5

What is the best way to produce the actual pairs of points shown by QuantilePlot? Would anyone have an implementation? (I am interested in the simplest possible version: QuantilePlot[l1, l2], where l1, l2 are lists of numbers.

J. M.'s missing motivation
  • 124,525
  • 11
  • 401
  • 574
Igor Rivin
  • 5,094
  • 20
  • 19
  • See https://mathematica.stackexchange.com/questions/19859/plot-extract-data-to-a-file – Vsevolod A. Mar 15 '18 at 19:32
  • And https://stackoverflow.com/questions/18921651/get-points-of-listplot-in-mathematica – Vsevolod A. Mar 15 '18 at 19:34
  • @VsevolodA. Yes, I am aware that foo[[1, 2, 2, 2, 3, 1]] works, but that is not the real question, since I have no idea what parameters mathematica uses (number of points, etc). I can guess, but this is not very satisfying. – Igor Rivin Mar 15 '18 at 19:37
  • 1
    Read your question again: "What is the best way to produce the actual pairs of points shown by QuantilePlot". – Vsevolod A. Mar 15 '18 at 20:04
  • @Vsevolod, that's still not the best way, then; gwr's answer gives a direct method to produce the points from scratch, without the processing overhead of QuantilePlot[]. – J. M.'s missing motivation Mar 16 '18 at 12:17

2 Answers2

4

Reverse-Engineering Mathematica's Q-Q-Plots

You can also use Quantile directly which gives more control about what is happening and precision maybe:

Inspecting points produced by Bob Hanlon's approach and playing around with other sample sizes reveals that Mathematica appears to use the range specified by $\frac{k-0.3}{n+0.4}$ with $k = 1, \ldots, n$ to produce quantiles. Other possibilities are given by Wikipedia (cf. source no. 10 for the option given here).

Thus:

SeedRandom[0];

data1 = RandomVariate[NormalDistribution[2, 3], 100];
data2 = RandomVariate[StudentTDistribution[4, 2, 3], 200];

pts = With[
    {
        n = Min @@ Length /@ { data1, data2 }        
    },
    Curry[Quantile][ Table[(k - 0.3)/(n + 0.4), {k, n}] ] /@ {data2, data1} // Transpose
    (* or Map[ Quantile[#, Table[ ... ]]&] @ {data2,data1} // Transpose *)
];

ListPlot[ pts, Axes-> False, Frame -> True ]

QuantilePlot

We can compare with the QuantilePlot points using Bob Hanlon's approach:

pts2 = Cases[plot, Point[pts_] :> pts, Infinity][[1]];
pts2 - pts

{{0.,0.}, ... , {0.,0.}}

This comparison also holds for samples sizes 200, 300 that I tested so far.

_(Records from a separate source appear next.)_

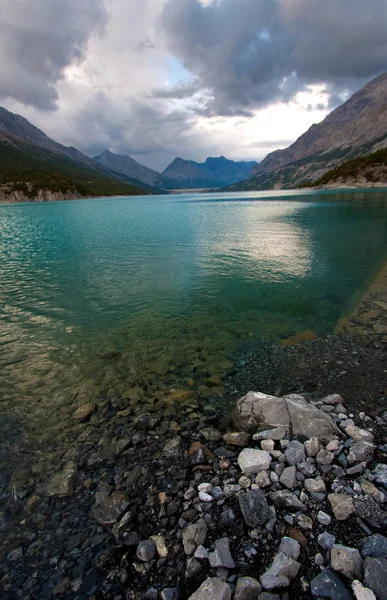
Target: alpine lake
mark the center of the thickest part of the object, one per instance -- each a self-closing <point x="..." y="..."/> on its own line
<point x="130" y="301"/>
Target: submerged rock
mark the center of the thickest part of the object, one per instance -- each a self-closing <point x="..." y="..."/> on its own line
<point x="258" y="411"/>
<point x="63" y="483"/>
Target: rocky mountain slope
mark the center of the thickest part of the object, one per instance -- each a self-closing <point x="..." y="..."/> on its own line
<point x="30" y="160"/>
<point x="214" y="172"/>
<point x="365" y="171"/>
<point x="128" y="166"/>
<point x="356" y="128"/>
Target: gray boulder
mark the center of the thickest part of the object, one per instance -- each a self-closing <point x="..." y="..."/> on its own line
<point x="282" y="571"/>
<point x="329" y="585"/>
<point x="375" y="546"/>
<point x="347" y="561"/>
<point x="258" y="412"/>
<point x="213" y="588"/>
<point x="247" y="588"/>
<point x="194" y="535"/>
<point x="254" y="508"/>
<point x="375" y="576"/>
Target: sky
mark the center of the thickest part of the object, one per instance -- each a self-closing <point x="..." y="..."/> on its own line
<point x="157" y="79"/>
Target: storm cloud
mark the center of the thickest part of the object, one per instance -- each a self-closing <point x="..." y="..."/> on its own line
<point x="247" y="54"/>
<point x="161" y="78"/>
<point x="38" y="40"/>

Thanks, Sjoerd C. de Vries, for pointing out the more general range-regime for Q-Q-Plots.

gwr
  • 13,452
  • 2
  • 47
  • 78
  • 1
    Nice use of the new 11.3 function Curry . The Range call, though, is only correct because data 1 happens to be 100 points long. It doesn't generalize to differently sized data sets. – Sjoerd C. de Vries Mar 15 '18 at 22:16
  • 2
    Ah, you beat me to it. To add: the positioning method is due to Bernard and Bos-Levenbach (English version). Spelunking confirms that this method is used internally by the helper function System`QuantilePlotDump`plottingPosition[]. – J. M.'s missing motivation Mar 16 '18 at 12:15
  • 1
    In the case where one is comparing against a distribution instead of another dataset, EstimatedDistribution[] is used on the data (NormalDistribution[] is the default distribution to compare against), and then this is used in the computation of the second set of quantiles. – J. M.'s missing motivation Mar 16 '18 at 12:19
1
SeedRandom[0];

data1 = RandomVariate[NormalDistribution[2, 3], 100];
data2 = RandomVariate[StudentTDistribution[4, 2, 3], 200];

plt = QuantilePlot[data1, data2]

enter image description here

Use Cases to extract the points

pts = Cases[plt, Point[pts_] :> pts, Infinity][[1]];

Dimensions[pts]

{100, 2}

In this case there are 100 points.

ListPlot[pts, Frame -> True, Axes -> False]

enter image description here

Bob Hanlon
  • 157,611
  • 7
  • 77
  • 198